4. Adjudication Method for the Test Set
- Pivotal & Confirmatory Studies: Not applicable for the primary endpoints, which involved objective measurements (weight, device usage via sensor data). Adverse events would typically be adjudicated by the study investigators and reported to the sponsor, but a specific multi-expert adjudication method (e.g., 2+1) is not explicitly described.
5. Multi Reader Multi Case (MRMC) Comparative Effectiveness Study
- No MRMC study was done. This device does not involve human readers interpreting images or data to make a diagnosis or assessment where AI assistance would directly improve their performance on a cognitive task. This is a physical medical device for weight management, and clinical outcomes were measured directly.
6. Standalone (Algorithm Only Without Human-in-the-Loop Performance)
- Yes, in part.
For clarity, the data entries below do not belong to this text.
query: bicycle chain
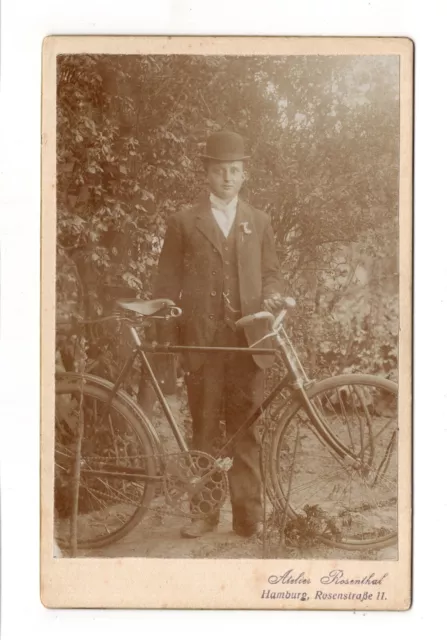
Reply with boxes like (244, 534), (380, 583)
(54, 444), (232, 518)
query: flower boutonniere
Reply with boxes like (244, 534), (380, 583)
(239, 222), (252, 236)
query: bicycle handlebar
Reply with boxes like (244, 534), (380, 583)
(235, 298), (296, 329)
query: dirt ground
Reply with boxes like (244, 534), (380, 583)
(55, 384), (397, 560)
(70, 496), (397, 560)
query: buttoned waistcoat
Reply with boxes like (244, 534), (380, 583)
(153, 196), (283, 370)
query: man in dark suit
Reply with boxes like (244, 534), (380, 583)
(154, 131), (282, 537)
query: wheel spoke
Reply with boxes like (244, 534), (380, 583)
(270, 375), (397, 549)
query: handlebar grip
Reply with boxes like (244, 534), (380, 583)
(235, 313), (255, 328)
(235, 311), (275, 328)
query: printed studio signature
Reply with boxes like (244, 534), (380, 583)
(268, 569), (388, 585)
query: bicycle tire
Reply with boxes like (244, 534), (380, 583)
(268, 374), (398, 551)
(54, 373), (162, 549)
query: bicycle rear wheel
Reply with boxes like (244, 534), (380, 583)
(269, 374), (398, 551)
(54, 374), (159, 549)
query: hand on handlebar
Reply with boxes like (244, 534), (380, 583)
(263, 293), (291, 313)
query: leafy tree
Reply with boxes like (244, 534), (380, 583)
(57, 55), (399, 376)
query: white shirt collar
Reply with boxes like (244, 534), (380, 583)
(210, 193), (238, 238)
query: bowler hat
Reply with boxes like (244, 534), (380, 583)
(201, 131), (250, 162)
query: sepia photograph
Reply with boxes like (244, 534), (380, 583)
(42, 38), (411, 606)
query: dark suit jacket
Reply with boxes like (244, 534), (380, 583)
(154, 195), (283, 370)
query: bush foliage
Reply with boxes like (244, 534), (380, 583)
(57, 55), (399, 377)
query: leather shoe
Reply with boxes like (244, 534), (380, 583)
(180, 520), (217, 538)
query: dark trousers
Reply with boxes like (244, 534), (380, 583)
(186, 325), (264, 528)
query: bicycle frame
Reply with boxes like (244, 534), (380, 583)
(96, 324), (362, 463)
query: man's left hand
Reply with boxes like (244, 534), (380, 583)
(264, 293), (284, 313)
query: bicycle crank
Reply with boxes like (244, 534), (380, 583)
(163, 451), (232, 518)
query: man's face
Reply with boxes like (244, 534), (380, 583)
(207, 160), (245, 202)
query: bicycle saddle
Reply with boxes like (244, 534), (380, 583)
(116, 298), (175, 316)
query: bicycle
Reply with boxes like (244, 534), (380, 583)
(55, 298), (398, 552)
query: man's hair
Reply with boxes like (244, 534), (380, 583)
(202, 158), (247, 171)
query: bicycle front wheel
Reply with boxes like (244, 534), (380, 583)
(54, 374), (162, 549)
(269, 374), (398, 551)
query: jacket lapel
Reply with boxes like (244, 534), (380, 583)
(196, 198), (222, 255)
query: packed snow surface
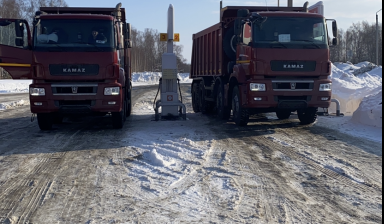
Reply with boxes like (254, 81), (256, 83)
(0, 79), (32, 94)
(132, 72), (192, 86)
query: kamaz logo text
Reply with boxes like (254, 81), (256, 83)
(63, 68), (85, 73)
(284, 65), (304, 69)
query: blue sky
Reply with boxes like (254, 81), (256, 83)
(66, 0), (382, 62)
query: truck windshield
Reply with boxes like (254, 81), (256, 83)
(253, 17), (328, 49)
(34, 19), (115, 52)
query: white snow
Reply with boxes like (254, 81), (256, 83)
(0, 62), (382, 140)
(0, 100), (29, 111)
(330, 62), (382, 115)
(352, 91), (383, 128)
(0, 79), (32, 94)
(132, 72), (192, 86)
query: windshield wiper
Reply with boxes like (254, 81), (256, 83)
(48, 43), (64, 51)
(71, 41), (102, 51)
(270, 42), (287, 48)
(295, 40), (321, 49)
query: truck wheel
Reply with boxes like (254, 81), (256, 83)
(199, 82), (209, 114)
(37, 113), (53, 131)
(126, 87), (132, 117)
(216, 85), (231, 120)
(112, 100), (127, 129)
(223, 27), (236, 61)
(297, 107), (319, 125)
(232, 86), (249, 126)
(192, 83), (200, 113)
(276, 110), (291, 120)
(53, 114), (64, 124)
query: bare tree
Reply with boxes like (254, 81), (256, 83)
(331, 21), (383, 65)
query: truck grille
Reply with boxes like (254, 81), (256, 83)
(272, 80), (314, 91)
(49, 65), (99, 76)
(52, 84), (97, 96)
(275, 96), (312, 102)
(55, 100), (96, 107)
(271, 61), (316, 72)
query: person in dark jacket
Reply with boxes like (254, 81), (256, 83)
(88, 28), (107, 44)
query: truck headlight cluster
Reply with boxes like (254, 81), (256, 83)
(319, 83), (332, 92)
(104, 87), (120, 96)
(250, 83), (267, 92)
(29, 88), (45, 96)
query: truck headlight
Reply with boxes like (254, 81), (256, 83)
(319, 83), (332, 92)
(250, 83), (267, 92)
(29, 88), (45, 96)
(104, 87), (120, 96)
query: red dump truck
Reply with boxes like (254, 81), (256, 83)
(190, 3), (338, 126)
(0, 3), (132, 130)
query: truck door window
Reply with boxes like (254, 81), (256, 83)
(252, 17), (329, 49)
(243, 23), (252, 45)
(34, 19), (115, 52)
(0, 22), (28, 48)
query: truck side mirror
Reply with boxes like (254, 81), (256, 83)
(15, 20), (24, 46)
(332, 37), (339, 46)
(332, 20), (339, 38)
(126, 23), (132, 39)
(124, 23), (132, 48)
(234, 18), (242, 44)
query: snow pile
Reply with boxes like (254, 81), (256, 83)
(0, 100), (29, 111)
(352, 91), (383, 128)
(330, 62), (382, 115)
(132, 72), (192, 85)
(0, 79), (32, 94)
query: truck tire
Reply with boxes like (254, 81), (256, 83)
(112, 100), (127, 129)
(297, 107), (319, 125)
(216, 85), (231, 120)
(223, 27), (236, 61)
(276, 110), (291, 120)
(199, 82), (209, 114)
(126, 85), (132, 117)
(232, 86), (249, 126)
(37, 113), (53, 131)
(192, 83), (200, 113)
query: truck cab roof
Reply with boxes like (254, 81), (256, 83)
(220, 6), (310, 22)
(40, 14), (114, 20)
(40, 7), (126, 21)
(259, 11), (323, 18)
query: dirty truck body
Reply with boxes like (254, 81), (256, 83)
(190, 5), (337, 125)
(0, 5), (132, 130)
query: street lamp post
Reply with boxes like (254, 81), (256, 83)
(376, 9), (382, 65)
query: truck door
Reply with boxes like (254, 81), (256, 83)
(0, 19), (32, 79)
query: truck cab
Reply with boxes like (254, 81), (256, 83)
(191, 3), (338, 125)
(0, 4), (132, 130)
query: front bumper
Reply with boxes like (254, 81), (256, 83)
(30, 83), (123, 114)
(240, 79), (332, 110)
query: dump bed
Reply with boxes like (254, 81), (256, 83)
(190, 6), (307, 79)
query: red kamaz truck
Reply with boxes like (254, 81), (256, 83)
(0, 3), (132, 130)
(190, 3), (338, 125)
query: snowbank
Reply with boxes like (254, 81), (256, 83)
(330, 62), (382, 115)
(352, 91), (383, 128)
(0, 100), (29, 111)
(132, 72), (192, 86)
(0, 79), (32, 94)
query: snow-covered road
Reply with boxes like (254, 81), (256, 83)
(0, 85), (382, 224)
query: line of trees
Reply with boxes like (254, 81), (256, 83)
(331, 21), (383, 65)
(0, 0), (382, 79)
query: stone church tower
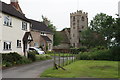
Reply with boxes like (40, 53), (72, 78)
(70, 10), (88, 48)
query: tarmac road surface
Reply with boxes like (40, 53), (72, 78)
(2, 59), (53, 78)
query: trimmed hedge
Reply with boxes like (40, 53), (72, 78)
(77, 47), (120, 61)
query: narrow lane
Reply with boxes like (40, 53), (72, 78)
(2, 59), (53, 78)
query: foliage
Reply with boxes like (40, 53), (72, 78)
(2, 52), (22, 64)
(77, 47), (120, 61)
(36, 54), (52, 60)
(28, 51), (36, 61)
(109, 46), (120, 61)
(81, 28), (107, 48)
(40, 60), (118, 78)
(53, 31), (63, 46)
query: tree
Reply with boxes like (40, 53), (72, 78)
(42, 15), (62, 46)
(81, 28), (106, 48)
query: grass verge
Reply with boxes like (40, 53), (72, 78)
(40, 60), (120, 78)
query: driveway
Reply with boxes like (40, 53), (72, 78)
(2, 59), (53, 78)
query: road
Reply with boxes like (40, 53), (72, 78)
(2, 59), (53, 78)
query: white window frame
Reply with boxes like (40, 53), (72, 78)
(3, 41), (12, 50)
(3, 16), (12, 27)
(22, 21), (28, 31)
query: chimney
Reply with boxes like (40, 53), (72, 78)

The device's sensor automatically records adherence, providing data independently of human input for that specific function. However, the overall device effectiveness for weight management is and was evaluated in human subjects in conjunction with behavioural modification, making it a human-in-the-loop system for its intended use. The clinical studies measured the device's standalone effect on patients (when used as intended by patients), rather than an algorithm's standalone performance on a dataset.
7. Type of Ground Truth Used
- Pivotal & Confirmatory Studies: Objective Clinical Measurements (e.g., measured body weight at baseline and follow-up for %TBWL, sensor data for device usage/adherence) and Adverse Event Reporting by investigators.
- Confirmatory Study (Fit Sub Study): Expert Assessment by dental professionals for clinical fit.
- Consumer Preference Study: Patient Self-Report for acceptance and satisfaction, and Objective Clinical Measurements (measured body weight) for weight loss.
8. Sample Size for the Training Set
- Not Applicable. The SMART Device is a physical medical device, not an AI/ML algorithm that requires a "training set" in the computational sense. The "training" that occurred was the device's development and iterative testing.
9. How the Ground Truth for the Training Set Was Established
- Not Applicable. As above, there is no "training set" in the context of an AI/ML algorithm. The "ground truth" for the device's design and functionality would have been established through engineering specifications, previous research on palatal devices, and pre-clinical bench testing.